Read the full story from the ABC
A number of claims (in excess of 3000) were lodged with the Supreme Court of the ACT just before the limitation period expired after the 2003 Canberra firestorm. That action was commenced by insurers who had paid out following the fires. It appears that the NRMA has now withdrawn from the action but the reasons are not given.
In a paper presented to the 2009 Australasian Fire and Emergency Services Authorities Council/Bushfire Cooperative Research Centre conference held at the Gold Coast I said:
Where the claim is for money damages arising out of property damage the situation is complicated by insurance. In those cases the property owner may have claimed on their insurance policy and the insurer then has the rights of the insured, including the right to sue in the insured’s name. In the litigation before the ACT Supreme Court arising from the 2003 Canberra bushfires there are in excess of 3000 plaintiffs. In fact what is happening is the insurers are seeking to recover damages and their obligation is not to the community, not to the fire service and not to the policy holders. Their primary obligation is to their shareholders and to try and recover funds where they can to maximise their profit and to minimise the impact of the fires on their balance sheet. The question of what they could ‘reasonably expect’ from the fire brigades or the Emergency Services Bureau will not be relevant to their decision to sue.
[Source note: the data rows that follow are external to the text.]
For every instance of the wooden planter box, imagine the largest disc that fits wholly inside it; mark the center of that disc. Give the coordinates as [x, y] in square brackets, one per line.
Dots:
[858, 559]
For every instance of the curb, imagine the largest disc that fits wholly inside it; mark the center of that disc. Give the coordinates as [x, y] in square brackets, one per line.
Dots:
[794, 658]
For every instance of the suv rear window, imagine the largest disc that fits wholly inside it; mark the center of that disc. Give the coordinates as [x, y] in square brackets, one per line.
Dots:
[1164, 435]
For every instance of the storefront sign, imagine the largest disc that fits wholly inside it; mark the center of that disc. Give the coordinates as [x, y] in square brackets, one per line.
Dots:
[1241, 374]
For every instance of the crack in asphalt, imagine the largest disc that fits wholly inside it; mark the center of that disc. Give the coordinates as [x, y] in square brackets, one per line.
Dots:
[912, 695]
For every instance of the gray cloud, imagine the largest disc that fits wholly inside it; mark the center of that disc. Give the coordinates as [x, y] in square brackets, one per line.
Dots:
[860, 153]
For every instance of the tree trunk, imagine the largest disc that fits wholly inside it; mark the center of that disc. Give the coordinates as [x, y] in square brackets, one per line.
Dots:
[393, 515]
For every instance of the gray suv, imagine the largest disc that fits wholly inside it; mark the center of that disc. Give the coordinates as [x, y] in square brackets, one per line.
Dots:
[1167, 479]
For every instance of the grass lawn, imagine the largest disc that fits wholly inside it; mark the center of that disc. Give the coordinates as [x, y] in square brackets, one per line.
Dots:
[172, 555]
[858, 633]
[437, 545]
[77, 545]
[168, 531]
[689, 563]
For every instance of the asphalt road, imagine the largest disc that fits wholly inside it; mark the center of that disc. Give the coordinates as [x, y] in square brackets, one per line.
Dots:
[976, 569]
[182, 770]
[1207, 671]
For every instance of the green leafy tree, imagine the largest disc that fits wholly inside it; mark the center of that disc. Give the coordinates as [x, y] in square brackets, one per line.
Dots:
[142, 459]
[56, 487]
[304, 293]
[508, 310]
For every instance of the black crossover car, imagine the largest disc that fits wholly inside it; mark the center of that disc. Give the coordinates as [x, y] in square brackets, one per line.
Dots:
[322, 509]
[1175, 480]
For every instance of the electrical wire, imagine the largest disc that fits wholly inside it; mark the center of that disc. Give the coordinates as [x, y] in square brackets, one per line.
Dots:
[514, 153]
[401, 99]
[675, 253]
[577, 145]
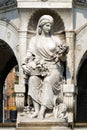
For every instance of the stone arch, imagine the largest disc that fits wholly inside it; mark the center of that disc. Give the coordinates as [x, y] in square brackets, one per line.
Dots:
[9, 34]
[58, 26]
[7, 62]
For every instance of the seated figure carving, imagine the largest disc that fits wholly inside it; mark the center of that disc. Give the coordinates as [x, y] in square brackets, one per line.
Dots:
[43, 66]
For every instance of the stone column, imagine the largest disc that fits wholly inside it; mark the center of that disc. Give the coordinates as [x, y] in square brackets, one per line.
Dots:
[22, 53]
[69, 88]
[20, 89]
[70, 57]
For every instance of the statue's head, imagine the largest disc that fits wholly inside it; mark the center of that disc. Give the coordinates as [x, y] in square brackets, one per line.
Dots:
[44, 19]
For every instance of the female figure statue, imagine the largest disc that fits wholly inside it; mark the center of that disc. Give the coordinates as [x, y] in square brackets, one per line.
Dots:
[43, 65]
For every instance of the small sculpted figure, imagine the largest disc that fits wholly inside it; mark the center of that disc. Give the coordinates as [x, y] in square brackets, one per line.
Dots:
[44, 67]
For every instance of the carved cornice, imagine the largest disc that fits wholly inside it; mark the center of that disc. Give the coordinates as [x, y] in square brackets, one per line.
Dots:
[80, 2]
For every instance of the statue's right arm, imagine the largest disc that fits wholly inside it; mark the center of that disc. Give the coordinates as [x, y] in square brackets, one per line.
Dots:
[30, 50]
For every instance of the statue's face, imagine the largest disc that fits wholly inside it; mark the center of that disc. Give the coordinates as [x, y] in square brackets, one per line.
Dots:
[47, 27]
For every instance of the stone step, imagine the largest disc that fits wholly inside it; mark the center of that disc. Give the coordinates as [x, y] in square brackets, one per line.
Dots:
[44, 128]
[41, 125]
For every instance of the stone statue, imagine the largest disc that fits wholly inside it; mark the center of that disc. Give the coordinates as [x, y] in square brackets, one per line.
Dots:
[43, 66]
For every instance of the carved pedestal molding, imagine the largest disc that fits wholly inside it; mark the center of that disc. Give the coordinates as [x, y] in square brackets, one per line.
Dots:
[68, 92]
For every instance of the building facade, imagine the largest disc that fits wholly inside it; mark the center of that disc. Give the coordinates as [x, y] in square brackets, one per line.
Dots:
[18, 20]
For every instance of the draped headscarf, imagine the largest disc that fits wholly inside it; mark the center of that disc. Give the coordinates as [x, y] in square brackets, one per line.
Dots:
[43, 20]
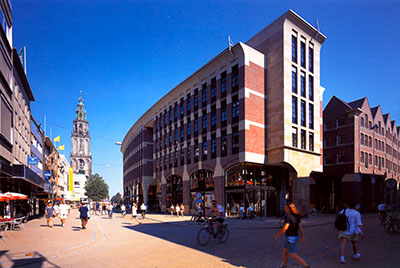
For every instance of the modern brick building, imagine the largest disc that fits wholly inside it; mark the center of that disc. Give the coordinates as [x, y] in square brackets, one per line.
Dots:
[361, 151]
[244, 128]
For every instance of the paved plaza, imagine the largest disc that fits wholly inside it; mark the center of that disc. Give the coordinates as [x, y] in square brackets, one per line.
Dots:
[165, 241]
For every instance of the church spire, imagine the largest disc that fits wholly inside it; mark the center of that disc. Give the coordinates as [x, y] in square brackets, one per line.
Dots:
[80, 110]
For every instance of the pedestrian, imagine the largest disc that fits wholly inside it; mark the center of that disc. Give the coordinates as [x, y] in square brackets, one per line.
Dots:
[64, 212]
[353, 233]
[110, 207]
[123, 210]
[292, 228]
[241, 211]
[134, 213]
[382, 211]
[49, 213]
[143, 209]
[83, 215]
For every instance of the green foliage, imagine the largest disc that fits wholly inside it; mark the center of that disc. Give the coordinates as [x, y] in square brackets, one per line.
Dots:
[117, 199]
[96, 188]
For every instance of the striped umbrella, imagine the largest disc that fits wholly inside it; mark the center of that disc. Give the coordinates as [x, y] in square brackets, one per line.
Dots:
[15, 196]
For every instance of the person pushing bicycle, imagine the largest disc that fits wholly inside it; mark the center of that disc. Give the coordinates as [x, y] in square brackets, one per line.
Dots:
[217, 215]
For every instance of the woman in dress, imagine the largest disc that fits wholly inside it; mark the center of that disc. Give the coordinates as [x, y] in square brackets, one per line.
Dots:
[292, 228]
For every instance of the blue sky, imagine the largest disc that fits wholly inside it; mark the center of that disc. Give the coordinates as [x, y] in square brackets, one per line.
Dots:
[125, 55]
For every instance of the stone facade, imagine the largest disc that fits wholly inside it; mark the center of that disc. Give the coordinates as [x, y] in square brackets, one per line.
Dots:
[227, 130]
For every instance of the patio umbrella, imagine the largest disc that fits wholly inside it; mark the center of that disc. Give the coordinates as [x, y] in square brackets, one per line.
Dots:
[16, 196]
[3, 197]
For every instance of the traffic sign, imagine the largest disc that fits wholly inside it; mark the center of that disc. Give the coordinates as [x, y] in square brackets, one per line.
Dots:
[390, 183]
[33, 160]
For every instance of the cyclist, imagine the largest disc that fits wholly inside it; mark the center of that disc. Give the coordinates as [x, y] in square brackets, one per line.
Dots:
[217, 213]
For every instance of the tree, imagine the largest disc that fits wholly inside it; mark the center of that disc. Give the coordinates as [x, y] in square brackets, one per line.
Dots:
[117, 198]
[96, 188]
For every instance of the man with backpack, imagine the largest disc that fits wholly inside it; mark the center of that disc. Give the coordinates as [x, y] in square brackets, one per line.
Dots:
[349, 224]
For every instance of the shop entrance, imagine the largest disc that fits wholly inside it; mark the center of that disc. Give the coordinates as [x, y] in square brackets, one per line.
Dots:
[174, 190]
[256, 186]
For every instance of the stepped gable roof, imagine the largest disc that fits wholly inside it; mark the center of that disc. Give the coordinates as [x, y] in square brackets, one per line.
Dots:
[357, 103]
[385, 117]
[374, 110]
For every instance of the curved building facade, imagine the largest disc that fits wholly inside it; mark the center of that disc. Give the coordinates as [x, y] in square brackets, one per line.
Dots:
[243, 129]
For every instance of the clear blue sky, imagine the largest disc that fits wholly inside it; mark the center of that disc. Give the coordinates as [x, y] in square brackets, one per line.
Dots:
[125, 55]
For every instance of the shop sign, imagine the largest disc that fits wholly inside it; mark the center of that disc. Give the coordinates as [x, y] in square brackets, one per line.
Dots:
[390, 184]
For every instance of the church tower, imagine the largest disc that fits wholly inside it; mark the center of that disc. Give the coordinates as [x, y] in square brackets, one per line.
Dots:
[81, 158]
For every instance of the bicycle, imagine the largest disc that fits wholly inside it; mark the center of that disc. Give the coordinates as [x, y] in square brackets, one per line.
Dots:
[205, 233]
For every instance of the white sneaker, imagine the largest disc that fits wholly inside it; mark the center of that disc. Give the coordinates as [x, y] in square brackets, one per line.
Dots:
[342, 260]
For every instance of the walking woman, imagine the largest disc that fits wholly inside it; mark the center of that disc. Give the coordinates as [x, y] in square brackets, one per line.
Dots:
[292, 228]
[49, 213]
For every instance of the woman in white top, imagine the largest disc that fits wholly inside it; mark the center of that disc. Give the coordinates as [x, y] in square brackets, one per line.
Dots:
[134, 213]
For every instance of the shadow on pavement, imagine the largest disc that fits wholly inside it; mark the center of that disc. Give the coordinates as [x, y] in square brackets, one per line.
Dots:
[32, 259]
[238, 250]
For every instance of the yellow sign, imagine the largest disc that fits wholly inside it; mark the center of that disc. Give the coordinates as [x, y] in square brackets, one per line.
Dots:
[71, 180]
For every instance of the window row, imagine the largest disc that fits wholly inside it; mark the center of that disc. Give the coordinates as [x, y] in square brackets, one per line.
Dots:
[201, 152]
[173, 114]
[303, 55]
[303, 87]
[303, 139]
[303, 113]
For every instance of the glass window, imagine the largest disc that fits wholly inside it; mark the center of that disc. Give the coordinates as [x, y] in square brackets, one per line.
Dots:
[204, 122]
[204, 149]
[223, 143]
[303, 139]
[294, 48]
[303, 84]
[303, 113]
[213, 89]
[223, 84]
[294, 80]
[235, 77]
[311, 116]
[294, 110]
[204, 93]
[213, 146]
[294, 137]
[311, 59]
[235, 140]
[302, 54]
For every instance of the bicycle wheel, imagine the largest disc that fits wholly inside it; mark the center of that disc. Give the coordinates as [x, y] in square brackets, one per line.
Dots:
[281, 222]
[225, 235]
[389, 227]
[203, 236]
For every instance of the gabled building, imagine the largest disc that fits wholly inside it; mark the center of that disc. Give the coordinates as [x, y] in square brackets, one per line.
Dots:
[361, 151]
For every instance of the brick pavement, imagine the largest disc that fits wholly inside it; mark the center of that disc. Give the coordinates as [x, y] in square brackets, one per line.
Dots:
[164, 241]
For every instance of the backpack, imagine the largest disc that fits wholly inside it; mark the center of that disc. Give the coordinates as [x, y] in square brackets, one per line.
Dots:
[342, 222]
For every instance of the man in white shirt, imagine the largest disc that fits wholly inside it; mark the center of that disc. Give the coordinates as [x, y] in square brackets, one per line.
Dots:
[353, 232]
[64, 211]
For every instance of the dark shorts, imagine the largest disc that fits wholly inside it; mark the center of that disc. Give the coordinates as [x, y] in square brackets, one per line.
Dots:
[219, 220]
[290, 243]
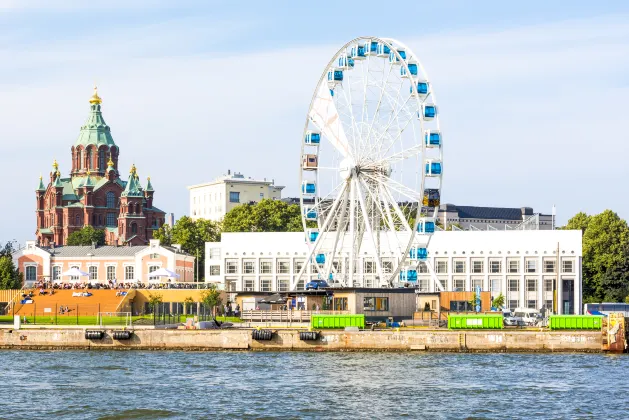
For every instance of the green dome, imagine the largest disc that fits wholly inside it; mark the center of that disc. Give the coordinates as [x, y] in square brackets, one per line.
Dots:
[95, 130]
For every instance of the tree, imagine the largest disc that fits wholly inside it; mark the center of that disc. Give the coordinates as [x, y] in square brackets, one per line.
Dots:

This has to be remembered when we ask ‘why don’t people accept responsibility for their own actions in preparing for and responding to a fire threat?’ The answer is that even though there is litigation it does not mean that the home owner doesn’t accept that the fire authorities did all that they could reasonably do or that they could or should have done more to prepare themselves. The insured may be perfectly happy with the response but it is their insurer who has decided that bringing a legal action is worth the potential cost.
As noted in the ABC story, the reason why the NRMA have pulled out of this litigation is not given. It may be that the insurer decided to be a ‘good’ corporate citizen or it may be that they thought the chance of winning didn’t justify the cost.